The solution to ending the refugee crisis
Thus, Dr. Yusuf asserted that the best solution to ending the refugee crisis is to ensure that they are not internally displaced. The United Nations Human Rights Council should work to create safe zones in Afghanistan. He claimed that the fencing on the Afghan-Pakistan border is not the answer to the refugee crisis because “if the refugees stand on the border, would Pakistan have any choice”. He commented that “many European countries are sending refugees that deem as Afghans back”.
So, the way forward is that the international community, the troika countries, and the regional partner pre-emptively work towards a political settlement in Afghanistan. Pakistan, he added, does not favor any group or government in Afghanistan. Instead, Pakistan’s national interests lie in advocating a settlement that is all-inclusive and Afghan-owned, and Afghan-led. Also, he said that Pakistan’s foreign policy goals regarding the Afghanistan situation are “Proactive, unapologetic and pragmatic” and Pakistan’s talks with the US in Washington were centered on these dynamics.
Dr. Moeed Yusuf on Afghanistan situation,
"We have made it absolutely clear — we will not accept a forceful takeover." https://t.co/EqLr976EHr
— Aamnah Fatima Khan (@AfKhan29) August 5, 2021
We will not repeat the 90s mistake
He commented that in the past Pakistan had made mistakes while communicating its stance and foreign policy narratives regarding Afghanistan and therefore it suffered considerably. “If you know your national interests and communicate directly, the US will like it as their own culture is direct”, commented Dr. Yusuf. Pakistan was unable to adopt such a firm stance and thus its statements were perceived negatively. Also, he added that in the US, the narrative is clear that the mistake of the 1990s would not be repeated where the region was abandoned and the security vacuum was created.
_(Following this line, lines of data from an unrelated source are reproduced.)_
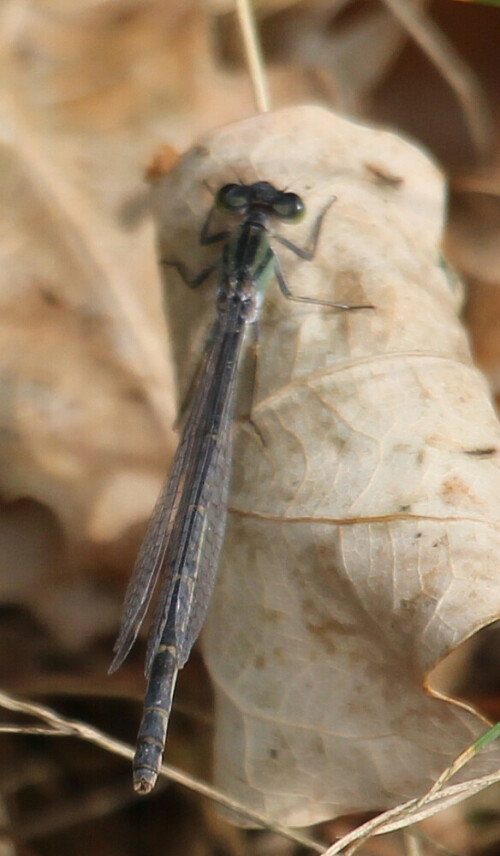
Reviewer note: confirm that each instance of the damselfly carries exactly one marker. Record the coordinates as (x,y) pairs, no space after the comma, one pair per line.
(185,536)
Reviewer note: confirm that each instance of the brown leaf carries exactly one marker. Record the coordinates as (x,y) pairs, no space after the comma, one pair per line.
(363,537)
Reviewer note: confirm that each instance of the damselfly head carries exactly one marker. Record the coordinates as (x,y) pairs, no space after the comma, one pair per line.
(263,196)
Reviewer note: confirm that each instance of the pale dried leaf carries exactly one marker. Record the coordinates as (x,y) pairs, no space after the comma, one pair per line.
(363,536)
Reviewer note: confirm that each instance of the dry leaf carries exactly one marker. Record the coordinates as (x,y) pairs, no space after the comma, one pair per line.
(85,416)
(363,538)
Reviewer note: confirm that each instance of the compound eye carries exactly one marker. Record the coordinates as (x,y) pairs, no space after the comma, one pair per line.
(232,197)
(289,207)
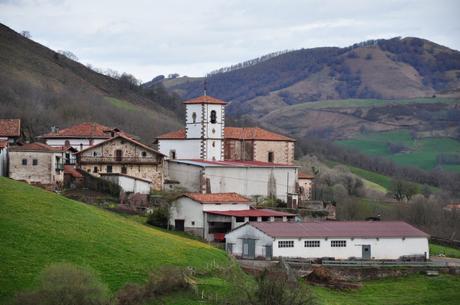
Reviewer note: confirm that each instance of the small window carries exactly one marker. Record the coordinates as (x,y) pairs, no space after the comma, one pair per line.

Thus, Pakistan, as noted by Dr. Yusuf stands committed to the peace process in Afghanistan and is ready for every cooperation with the Kabul government. However, the Kabul government’s accusations and lack of cooperation are creating impediments for an all-inclusive political settlement and regional connectivity Pakistan is willing to offer. Dr. Yusuf claims that there is no “economic plan” for Afghanistan and explicates that it desires the US involvement in Afghanistan through economic and humanitarian assistance along with a political solution that is a “win-win” solution for all.
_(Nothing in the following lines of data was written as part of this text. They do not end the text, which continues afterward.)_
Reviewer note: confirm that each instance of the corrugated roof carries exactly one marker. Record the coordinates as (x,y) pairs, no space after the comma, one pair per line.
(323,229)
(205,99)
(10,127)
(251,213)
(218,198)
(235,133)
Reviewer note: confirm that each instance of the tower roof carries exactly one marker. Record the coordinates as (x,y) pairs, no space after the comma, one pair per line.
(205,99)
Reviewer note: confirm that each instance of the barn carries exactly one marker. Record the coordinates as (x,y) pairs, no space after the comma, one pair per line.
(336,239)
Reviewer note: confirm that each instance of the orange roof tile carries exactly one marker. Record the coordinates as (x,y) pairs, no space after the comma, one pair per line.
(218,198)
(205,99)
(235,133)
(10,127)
Mr.Moeed Yusuf underlined that Pakistan’s foreign policy and national security interests remain grounded in ensuring balanced and cordial relations with both the US and China. He claimed that even if the ties between China and the US turn sour, the balancing act will be Pakistan’s priority and it will ensure that relations with both states “remain seamless”. He claims that Pakistan is a key state with strategic importance and therefore is fully committed to peace in the region.